The Caretaker's Son is a supernatural YA that begins in 1828 in rural Kansas. This is where nine families build the necropolis of Soma. Each family runs a cemetery within the necropolis, but they are bound together by a common goal: saving the souls of the dead. As generations go by, however, the caretakers lose track of exactly what they're saving the souls from.

The Caretaker's Son is about family duty. It's about fate versus free will.  It's about the secrets that every family has buried in their past, taken to a supernatural, metaphysical extreme.

I'm currently revising my third version of the manuscript for The Caretaker's Son, with an eye towards finishing and sending out query letters in a few months.

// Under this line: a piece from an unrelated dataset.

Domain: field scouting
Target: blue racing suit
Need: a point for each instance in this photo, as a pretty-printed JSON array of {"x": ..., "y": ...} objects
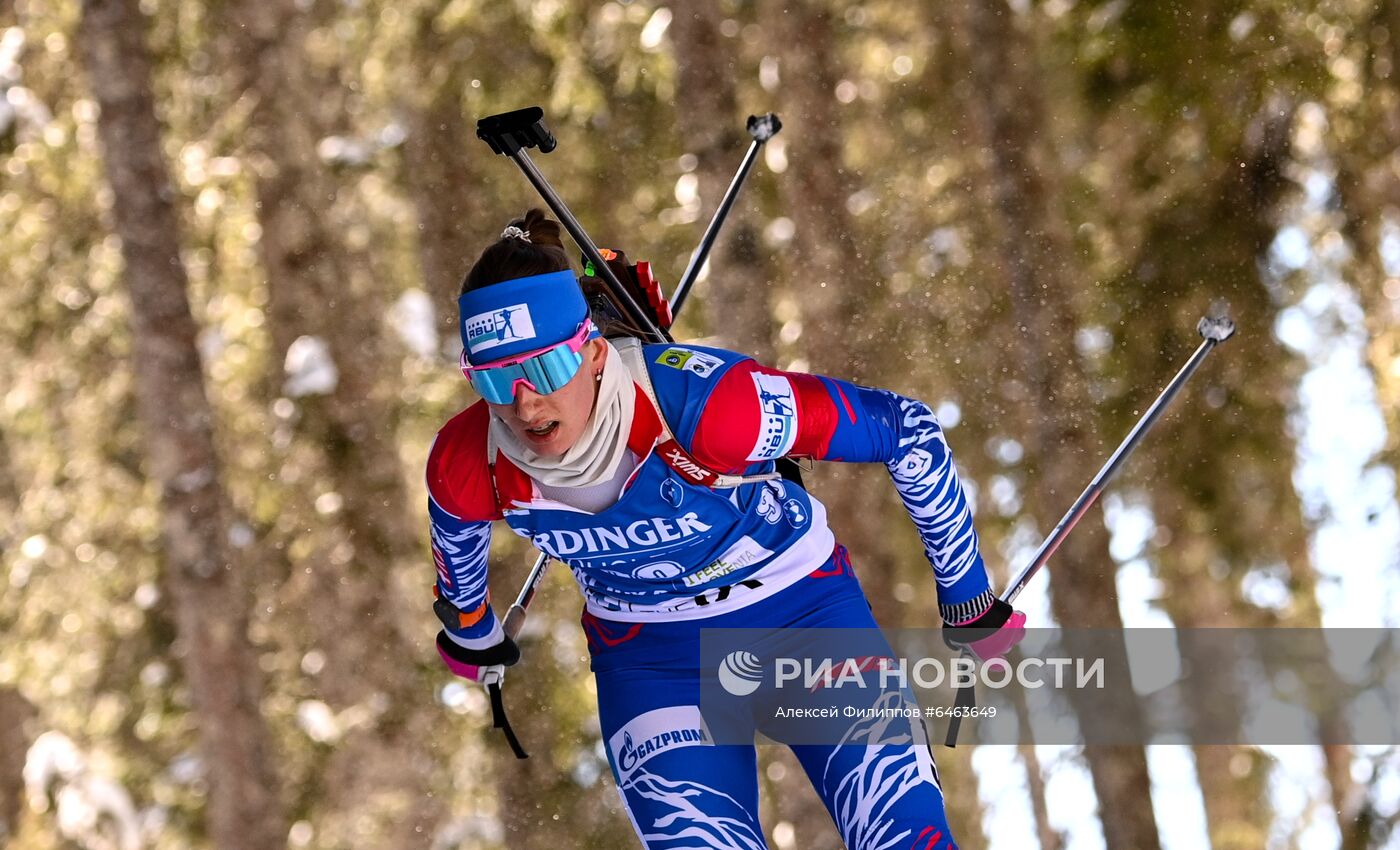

I'm not entirely sure what Heads is right now.

It was originally a comic book because I love comic books and I would love to eventually write one some day. But lately I'm beginning to think that it should be yet another YA book.

My pitch for it was this:

"Like Degrassi...with exploding heads."


Sitting on my desk is "An Authentic Wagon Train Journal of 1853," written by William Richard Brown.  Brown was my wife's great great grandfather, her father's great grandfather.  Her dad gave me this copy of that journal.

At some point after "I Pray Hardest When I'm Being Shot At" was published, my father in-law at least mulled over the idea of having me write a book about his family, although this information comes from two third party sources, not from him. They told me this at his wake, so perhaps it was more wishful thinking than reality. Maybe they hoped I'd pick up on the pieces of family history he'd gathered together.

Since then, my wife and I have moved into the house he left us, so the idea of digging into that side of my wife's family has only become more relevant.

I work on WNO in spurts, so we'll see if it ever manages to come together.